GAO to FEMA: Make Sure Grants Programs Do Not Overlap

The Government Accountability Office last month warned FEMA, the Department of Homeland Security’s Federal Emergency Management Agency, that four of its grants programs may be providing money to the same recipients or for the same efforts. But GAO can’t tell, because reports from grantees are not comparable. GAO has asked FEMA to improve its data collection processes, coordinate reviews across programs, and tighten its outcomes reporting.

As the Federal watchdog, GAO will likely evaluate grants programs at other agencies as well. Government agencies should be prepared to show that they know what support their grants recipients receive from other programs, and that where possible, decisions are made across programs rather than in decision silos.

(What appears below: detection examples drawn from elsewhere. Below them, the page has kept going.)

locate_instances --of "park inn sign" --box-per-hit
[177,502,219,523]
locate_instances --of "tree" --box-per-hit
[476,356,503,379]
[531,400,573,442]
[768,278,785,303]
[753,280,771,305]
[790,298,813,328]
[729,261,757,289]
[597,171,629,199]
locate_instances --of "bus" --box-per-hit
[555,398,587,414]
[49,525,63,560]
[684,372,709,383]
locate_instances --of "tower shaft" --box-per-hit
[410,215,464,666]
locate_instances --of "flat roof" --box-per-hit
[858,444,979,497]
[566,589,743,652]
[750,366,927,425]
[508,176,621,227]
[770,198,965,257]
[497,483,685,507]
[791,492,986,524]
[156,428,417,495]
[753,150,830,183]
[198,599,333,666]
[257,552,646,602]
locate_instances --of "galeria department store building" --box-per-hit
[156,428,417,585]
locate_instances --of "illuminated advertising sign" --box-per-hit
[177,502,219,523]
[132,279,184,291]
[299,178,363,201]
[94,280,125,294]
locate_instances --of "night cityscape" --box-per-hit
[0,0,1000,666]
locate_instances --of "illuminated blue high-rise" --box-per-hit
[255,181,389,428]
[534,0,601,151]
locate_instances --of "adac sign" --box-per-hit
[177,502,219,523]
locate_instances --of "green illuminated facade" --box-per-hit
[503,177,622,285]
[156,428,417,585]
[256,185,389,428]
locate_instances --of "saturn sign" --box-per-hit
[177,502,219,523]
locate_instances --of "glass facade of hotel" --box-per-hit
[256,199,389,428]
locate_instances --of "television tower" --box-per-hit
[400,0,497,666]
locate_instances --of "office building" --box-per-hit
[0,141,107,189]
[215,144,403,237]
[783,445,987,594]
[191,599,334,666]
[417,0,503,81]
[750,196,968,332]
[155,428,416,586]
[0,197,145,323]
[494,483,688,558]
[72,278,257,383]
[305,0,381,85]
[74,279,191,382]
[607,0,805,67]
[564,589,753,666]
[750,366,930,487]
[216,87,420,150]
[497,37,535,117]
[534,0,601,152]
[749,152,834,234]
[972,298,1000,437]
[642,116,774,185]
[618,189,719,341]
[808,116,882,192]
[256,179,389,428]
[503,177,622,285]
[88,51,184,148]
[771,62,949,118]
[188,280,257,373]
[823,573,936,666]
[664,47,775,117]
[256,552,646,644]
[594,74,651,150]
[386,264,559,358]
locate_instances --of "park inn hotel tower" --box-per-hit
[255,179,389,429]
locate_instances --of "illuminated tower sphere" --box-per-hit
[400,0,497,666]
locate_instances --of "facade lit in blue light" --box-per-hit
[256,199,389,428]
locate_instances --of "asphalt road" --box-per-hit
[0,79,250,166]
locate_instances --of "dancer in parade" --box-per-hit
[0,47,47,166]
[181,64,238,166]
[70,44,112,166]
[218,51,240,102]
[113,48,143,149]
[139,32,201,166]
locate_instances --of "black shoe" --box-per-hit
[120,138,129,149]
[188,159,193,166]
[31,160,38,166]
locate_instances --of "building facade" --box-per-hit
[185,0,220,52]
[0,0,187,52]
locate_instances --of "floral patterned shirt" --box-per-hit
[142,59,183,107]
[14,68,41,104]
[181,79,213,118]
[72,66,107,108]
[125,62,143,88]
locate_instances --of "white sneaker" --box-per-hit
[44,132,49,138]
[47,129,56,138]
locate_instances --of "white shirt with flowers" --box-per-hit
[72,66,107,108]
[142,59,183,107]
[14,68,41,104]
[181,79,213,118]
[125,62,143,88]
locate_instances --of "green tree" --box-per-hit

The GAO report on FEMA looked at four programs, the State Homeland Security Program, Urban Areas Security Initiative, Port Security Grant Program, and Transit Security Grant Program. Each is designed “to enhance the capacity of state and local first responders to prevent, respond to, and recover from a terrorism incident” with training, planning, equipment, and exercises, according to the GAO. But the information FEMA requires from its grants recipients is not detailed enough to “identify any potential unnecessary duplication within and across the four grant programs,” GAO says.

Part of the problem is that the programs “share the same goals,” operate in the same geographic areas, and fund similar projects, so overlap is a risk. Moreover, “DHS’s award process for some programs bases decisions on high-level, rather than specific, project information.”

GAO admitted that it could find no instances of overlap, but the risk is high, the investigators said. They recommended collecting more detailed information, and even coordinating reviews across programs to ensure that taxpayer dollars are not concentrated on a few recipients. FEMA administrators agreed with the findings.